後ろでは、楽しそうに詩織がほかの女の子と話していたけれど、そんなのも気にしない。ただ、じーっと教科書を見てドリルの穴埋めをしていく。
チャイムが鳴って、私はペンを置いた。集中してたおかげか、もうドリルはだいぶ終わった。私は嬉しくて、口元が緩む。

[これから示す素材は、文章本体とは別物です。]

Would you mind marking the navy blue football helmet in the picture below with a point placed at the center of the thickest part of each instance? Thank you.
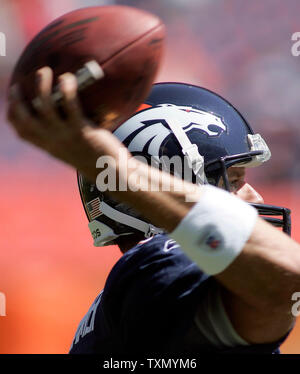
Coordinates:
(201, 128)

そういえば、堀先輩は今日も屋上に行ってたんだろうか……?
***
「コン、クール……?」
いきなり美術の先生にその言葉を言われ、私は素っ頓狂な声をあげる。
「そう、貴女は美術の成績がいいから……次のコンクールのテーマに合いそうな絵も描けそうだし」
「次の、コンクール?」
「そう、「空」の絵よ。貴女、毎日屋上に行ってるんだって」
「なんで……」
先生に知られているとは思わなかった。
私が後ずさっていると、それに気づいたのか先生は小さく笑って
「怒らないわよ、桐斗もあなたがいても構わないと思っているんでしょ?それなら別に屋上に行こうと先生側としちゃ別に何の問題もないのよ」
「……はぁ」
桐斗、というのは堀先輩のことだろうか。
私は相槌を打とうとして、変な声を漏らしてしまった。
というか、正直なんて返せばいいか分からなかったんだ。
「桐斗はね、ちょっと問題を抱えた子なの。だから、できるだけの距離は保って仲良くしてあげてね」
「……え、あぁ、はい?」
「そして、コンクールなんだけどさっき言った通りテーマは「空」締め切りはごめんね、すごく速いんだけど今月中で」
「今月中!?」
今月中っていうのは、あと十日ほどなんですけど……。しかも、もうすぐテストももちろんありますし。え、でも……。
断りたいならチャンスはいまだ。そう頭では分かっているのに、言葉にはできなかった。なぜなら、私の意志は固かったからだ。コンクールに絵を出せるなんて、すごくいいチャンス。自分の実力が分かるチャンス、だから私の口は動かなかった。
「じゃぁ、よろしくね。えっと、遠藤さん」
「はいっ!!」
私は大きく頷いた。
この時私は選択を間違ってしまったのだ。だから、最悪なルートに進んでしまったのだ……。